Si interesante es la instrucción ostensible que acabamos de ver, porque demuestra la profunda penetración con que halagando a las dos cortes rivales, procuraba el ministro español constituirse juez de sus diferencias, la instrucción reservada es documento mucho más precioso, como que en ella se reflejan con toda claridad los más ocultos pensamientos del gabinete de Madrid. Después de recomendarse a Almodovar que a su paso por París se abstuviera rigurosamente de tocar punto alguno de los que aquí se le indicaban; «porque aunque el amor propio , se le decía, padezca un poco con el recelo de que aquellos que no nos ven entrar en materia crean que es cortedad de talento o falta de instrucción, queda muy compensada esta mortificación con las ventajas que traerá consigo la reserva y el recato, » después, repito, de hacérsele esta advertencia, continuaba la instrucción en los términos siguientes:
« Del contexto de la instrucción ostensible deduciréis que su objeto es endulzar o suavizar cuanto se pueda sin afectación la irritación de la corte de Londres hacia la Francia; hacer ver a la Inglaterra las pocas ventajas y aún los peligros de la guerra que haya emprendido o emprendiere, y buscar oportunidad de que en cualquier acomodo o ajuste intervenga nuestra mediación, según las disposiciones que habéis notado y oído, tanto de nuestra propia boca como de la de nuestros ministros. Este en efecto es el espíritu de la instrucción; pero para su ejecución conviene tengáis presentes reservadamente varias particularidades que os deben servir de gobierno.
» El ministerio inglés os tentará para destruir o debilitar nuestra unión con la Francia; pero además de lo que sobre este punto se os previene en la instrucción ostensible, procuraréis fijaros para con él en dos máximas fundamentales y explicaros conforme a ellas. Primera: que haremos cuanto cupiere en nuestro arbitrio para conservar la amistad de la Inglaterra y aún para aumentarla y estrecharla, con tal que hallemos en aquella corona igual correspondencia y sinceras disposiciones para cimentarla. Segunda: que todo debe ser sin perjuicio de nuestra amistad con la Francia y de los vínculos que nos unen con dicha potencia, en aquella parte en que justa y honestamente estuviéremos obligados.
» Sobre estos dos ejes deben moverse y girar vuestras negociaciones. Para ello será conveniente insinuar al ministerio inglés, directamente o por segunda mano, la gran fortuna que tiene de hallar hoy en nosotros unas disposiciones tan pacíficas, equitativas y amigables: puesto que en el estado de poder marítimo en que nos hallamos, si uniésemos nuestras fuerzas a las de la Francia podría haber llegado el caso de la ruina de la Inglaterra y de recobrar nosotros muchos derechos, deshaciendo también varios agravios que nos ha causado y continúa causando la corte de Londres.

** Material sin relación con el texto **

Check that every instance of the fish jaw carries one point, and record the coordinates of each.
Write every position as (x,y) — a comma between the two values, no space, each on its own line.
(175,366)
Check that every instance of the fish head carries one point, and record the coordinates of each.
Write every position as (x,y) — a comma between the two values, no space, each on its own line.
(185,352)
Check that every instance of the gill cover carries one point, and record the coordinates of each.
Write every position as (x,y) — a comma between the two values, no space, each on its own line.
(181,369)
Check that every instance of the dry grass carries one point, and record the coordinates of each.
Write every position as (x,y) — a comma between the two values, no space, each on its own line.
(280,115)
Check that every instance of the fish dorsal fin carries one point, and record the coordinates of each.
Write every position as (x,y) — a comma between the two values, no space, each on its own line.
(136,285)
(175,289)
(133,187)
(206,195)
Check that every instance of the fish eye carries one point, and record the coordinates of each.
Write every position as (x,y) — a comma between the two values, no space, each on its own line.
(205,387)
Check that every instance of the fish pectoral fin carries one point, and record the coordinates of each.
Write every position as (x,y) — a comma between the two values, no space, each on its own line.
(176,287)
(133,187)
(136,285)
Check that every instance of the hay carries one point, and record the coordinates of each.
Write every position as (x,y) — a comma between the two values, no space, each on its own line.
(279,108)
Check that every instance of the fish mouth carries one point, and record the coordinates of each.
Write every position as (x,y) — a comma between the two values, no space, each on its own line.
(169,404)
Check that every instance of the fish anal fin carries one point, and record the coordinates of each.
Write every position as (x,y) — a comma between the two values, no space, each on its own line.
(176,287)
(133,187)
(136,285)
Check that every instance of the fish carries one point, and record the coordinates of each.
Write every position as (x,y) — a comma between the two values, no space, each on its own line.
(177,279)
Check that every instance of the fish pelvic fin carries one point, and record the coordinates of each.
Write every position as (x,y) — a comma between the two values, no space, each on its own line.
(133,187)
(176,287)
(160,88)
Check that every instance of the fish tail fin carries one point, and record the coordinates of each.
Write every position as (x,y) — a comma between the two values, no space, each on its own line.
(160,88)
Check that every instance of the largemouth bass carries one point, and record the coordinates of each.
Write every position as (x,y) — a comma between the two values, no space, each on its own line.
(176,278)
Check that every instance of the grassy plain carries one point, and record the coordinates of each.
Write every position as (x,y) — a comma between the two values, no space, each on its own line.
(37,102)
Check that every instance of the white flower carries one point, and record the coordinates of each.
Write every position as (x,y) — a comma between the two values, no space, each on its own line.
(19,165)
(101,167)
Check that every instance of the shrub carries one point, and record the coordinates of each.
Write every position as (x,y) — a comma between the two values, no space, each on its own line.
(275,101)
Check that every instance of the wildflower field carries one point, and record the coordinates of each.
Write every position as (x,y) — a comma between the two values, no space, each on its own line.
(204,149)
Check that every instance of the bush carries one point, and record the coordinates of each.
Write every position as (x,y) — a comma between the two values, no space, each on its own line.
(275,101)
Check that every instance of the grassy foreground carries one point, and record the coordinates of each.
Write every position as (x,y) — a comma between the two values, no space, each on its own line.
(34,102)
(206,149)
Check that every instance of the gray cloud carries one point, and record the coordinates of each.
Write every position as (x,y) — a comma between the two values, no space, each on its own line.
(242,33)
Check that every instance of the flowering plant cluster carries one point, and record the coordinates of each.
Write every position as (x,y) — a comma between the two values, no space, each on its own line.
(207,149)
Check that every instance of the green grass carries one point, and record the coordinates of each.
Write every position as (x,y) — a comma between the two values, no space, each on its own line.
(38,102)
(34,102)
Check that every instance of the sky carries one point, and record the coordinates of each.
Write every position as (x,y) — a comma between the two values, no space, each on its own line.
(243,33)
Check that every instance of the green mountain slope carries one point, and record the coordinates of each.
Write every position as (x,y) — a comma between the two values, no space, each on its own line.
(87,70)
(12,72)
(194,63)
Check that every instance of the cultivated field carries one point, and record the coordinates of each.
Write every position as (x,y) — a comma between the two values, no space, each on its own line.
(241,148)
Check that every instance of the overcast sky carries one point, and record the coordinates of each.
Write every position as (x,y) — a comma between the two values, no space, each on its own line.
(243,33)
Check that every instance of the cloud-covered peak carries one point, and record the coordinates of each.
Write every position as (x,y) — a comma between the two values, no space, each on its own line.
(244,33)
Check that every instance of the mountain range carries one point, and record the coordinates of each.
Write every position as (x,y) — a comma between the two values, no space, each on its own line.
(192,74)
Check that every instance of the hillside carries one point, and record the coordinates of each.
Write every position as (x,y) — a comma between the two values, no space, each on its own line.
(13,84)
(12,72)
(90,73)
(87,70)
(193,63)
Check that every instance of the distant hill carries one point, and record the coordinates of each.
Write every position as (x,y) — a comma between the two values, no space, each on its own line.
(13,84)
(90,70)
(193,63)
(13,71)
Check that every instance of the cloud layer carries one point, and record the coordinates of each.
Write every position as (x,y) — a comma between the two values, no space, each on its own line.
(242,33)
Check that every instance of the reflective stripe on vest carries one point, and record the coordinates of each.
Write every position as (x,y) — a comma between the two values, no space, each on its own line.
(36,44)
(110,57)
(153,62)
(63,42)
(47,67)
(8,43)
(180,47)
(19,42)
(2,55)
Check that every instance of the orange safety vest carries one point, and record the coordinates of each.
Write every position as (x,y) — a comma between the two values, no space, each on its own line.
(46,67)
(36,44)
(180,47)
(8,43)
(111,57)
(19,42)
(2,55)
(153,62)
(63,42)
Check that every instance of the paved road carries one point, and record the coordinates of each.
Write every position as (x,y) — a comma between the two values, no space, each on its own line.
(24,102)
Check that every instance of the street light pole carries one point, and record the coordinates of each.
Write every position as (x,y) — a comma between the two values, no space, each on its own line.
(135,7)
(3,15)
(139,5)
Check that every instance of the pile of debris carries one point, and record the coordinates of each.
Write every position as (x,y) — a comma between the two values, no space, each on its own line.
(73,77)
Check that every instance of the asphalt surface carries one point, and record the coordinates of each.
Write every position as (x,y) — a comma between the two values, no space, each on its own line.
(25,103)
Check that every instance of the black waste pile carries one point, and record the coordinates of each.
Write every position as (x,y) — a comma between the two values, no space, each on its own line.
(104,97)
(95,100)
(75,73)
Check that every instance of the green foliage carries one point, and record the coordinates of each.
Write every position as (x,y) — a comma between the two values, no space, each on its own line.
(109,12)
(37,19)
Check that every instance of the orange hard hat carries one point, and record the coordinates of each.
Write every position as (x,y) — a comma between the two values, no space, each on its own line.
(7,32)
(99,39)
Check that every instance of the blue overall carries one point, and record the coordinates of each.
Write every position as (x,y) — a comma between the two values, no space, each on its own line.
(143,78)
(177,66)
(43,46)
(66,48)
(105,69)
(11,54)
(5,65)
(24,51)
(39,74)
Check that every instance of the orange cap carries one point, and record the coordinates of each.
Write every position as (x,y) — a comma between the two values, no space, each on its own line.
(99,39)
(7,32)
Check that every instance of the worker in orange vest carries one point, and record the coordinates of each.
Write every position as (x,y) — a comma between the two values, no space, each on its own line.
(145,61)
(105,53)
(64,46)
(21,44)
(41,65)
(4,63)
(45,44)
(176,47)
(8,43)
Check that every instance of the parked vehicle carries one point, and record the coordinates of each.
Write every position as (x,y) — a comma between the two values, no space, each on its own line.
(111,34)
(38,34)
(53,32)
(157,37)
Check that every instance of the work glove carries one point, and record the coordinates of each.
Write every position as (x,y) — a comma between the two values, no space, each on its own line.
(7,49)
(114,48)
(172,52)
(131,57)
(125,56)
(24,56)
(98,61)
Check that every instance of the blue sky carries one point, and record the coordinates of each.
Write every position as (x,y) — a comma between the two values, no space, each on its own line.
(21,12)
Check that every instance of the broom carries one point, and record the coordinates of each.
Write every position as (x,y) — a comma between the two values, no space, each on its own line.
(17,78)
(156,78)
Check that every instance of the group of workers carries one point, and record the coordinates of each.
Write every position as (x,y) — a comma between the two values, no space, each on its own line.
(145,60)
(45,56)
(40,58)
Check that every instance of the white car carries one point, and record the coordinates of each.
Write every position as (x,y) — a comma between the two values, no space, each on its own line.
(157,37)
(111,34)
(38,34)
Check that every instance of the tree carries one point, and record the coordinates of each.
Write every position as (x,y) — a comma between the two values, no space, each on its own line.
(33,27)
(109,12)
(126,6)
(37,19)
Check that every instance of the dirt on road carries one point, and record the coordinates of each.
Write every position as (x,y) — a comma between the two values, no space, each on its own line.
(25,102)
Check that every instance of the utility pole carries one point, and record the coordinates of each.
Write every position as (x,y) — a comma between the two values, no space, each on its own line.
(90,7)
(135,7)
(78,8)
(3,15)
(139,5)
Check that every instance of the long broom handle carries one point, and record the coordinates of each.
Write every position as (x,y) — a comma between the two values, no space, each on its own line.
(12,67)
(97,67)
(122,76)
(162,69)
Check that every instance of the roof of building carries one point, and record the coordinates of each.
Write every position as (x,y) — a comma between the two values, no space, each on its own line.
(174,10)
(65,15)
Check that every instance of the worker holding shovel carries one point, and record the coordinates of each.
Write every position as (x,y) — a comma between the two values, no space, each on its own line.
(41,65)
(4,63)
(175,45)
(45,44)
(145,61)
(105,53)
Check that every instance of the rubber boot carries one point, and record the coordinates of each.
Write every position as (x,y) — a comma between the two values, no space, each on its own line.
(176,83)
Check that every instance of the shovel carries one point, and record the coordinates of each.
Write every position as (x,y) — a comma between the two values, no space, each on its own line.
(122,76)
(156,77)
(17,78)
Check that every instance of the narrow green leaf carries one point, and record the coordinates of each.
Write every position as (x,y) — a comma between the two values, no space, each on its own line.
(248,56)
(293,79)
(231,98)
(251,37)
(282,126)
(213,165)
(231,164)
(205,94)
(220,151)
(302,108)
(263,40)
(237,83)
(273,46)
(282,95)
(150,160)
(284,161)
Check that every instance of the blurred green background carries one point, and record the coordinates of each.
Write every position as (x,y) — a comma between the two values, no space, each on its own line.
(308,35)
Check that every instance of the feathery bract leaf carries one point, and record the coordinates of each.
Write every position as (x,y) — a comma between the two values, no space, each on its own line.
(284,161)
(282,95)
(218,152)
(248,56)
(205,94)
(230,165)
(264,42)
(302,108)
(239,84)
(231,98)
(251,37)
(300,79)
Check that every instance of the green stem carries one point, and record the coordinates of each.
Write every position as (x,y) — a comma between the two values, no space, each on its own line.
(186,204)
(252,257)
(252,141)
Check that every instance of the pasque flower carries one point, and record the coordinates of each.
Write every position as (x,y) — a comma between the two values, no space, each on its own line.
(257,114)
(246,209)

» Estas especies se fortificarán mucho si procuráis esparcir la del estado floreciente de nuestra marina y la buena economía y régimen, tanto de este ramo como de los demás de nuestra administración; a cuyo fin tendréis presente que actualmente están armados cerca de cincuenta navíos de línea, mucho mayor número de fragatas y otros buques de guerra, pudiendo hacerse todavía un considerable aumento de los primeros y no pequeño de los segundos.

» A vista de tales fuerzas mostraréis la maravilla que os causa haber sabido que el ministerio británico ha hecho por segunda mano grandes ofertas de adquisiciones y restituciones a la Francia, en el tiempo mismo en que la daba agrias quejas por el favor y auxilios que suministraba a las colonias, y que hasta ahora no haya pensado en asegurarse de la España por un medio sólido y de recíproco interés. Añadiréis que aunque la rectitud natural de nuestro carácter y nuestra notoria honradez hayan podido dar causa a esta negligencia de la corte de Londres hacia la de Madrid, hay muchos accidentes que pueden variar de un instante a otro el aspecto de las cosas por cualquier mutación sustancial que sobrevenga en una o en otra corte o en ambas; y entonces puede resucitarse la idea de los agravios que sufre la España y de la posibilidad y aun facilidad de repararlos.

» Estos discursos pueden daros proporción para hablar alguna vez de la conducta irregular que se ha tenido con nosotros en varios puntos, y actualmente en el apoyo que aquella corte da a los establecimientos de la bahía de Honduras, país de Mosquitos y otros de aquella parte de la América. Asimismo podéis sondear y descubrir por este camino qué es lo que la Inglaterra haría por nosotros y con qué firmeza y seguridad sería, a trueque de asegurarse de nuestra indiferencia y aun de conseguir que ayudásemos a sacarla con decoro por medio de una vigorosa mediación de su inminente y peligrosa guerra con la Francia y sus colonias.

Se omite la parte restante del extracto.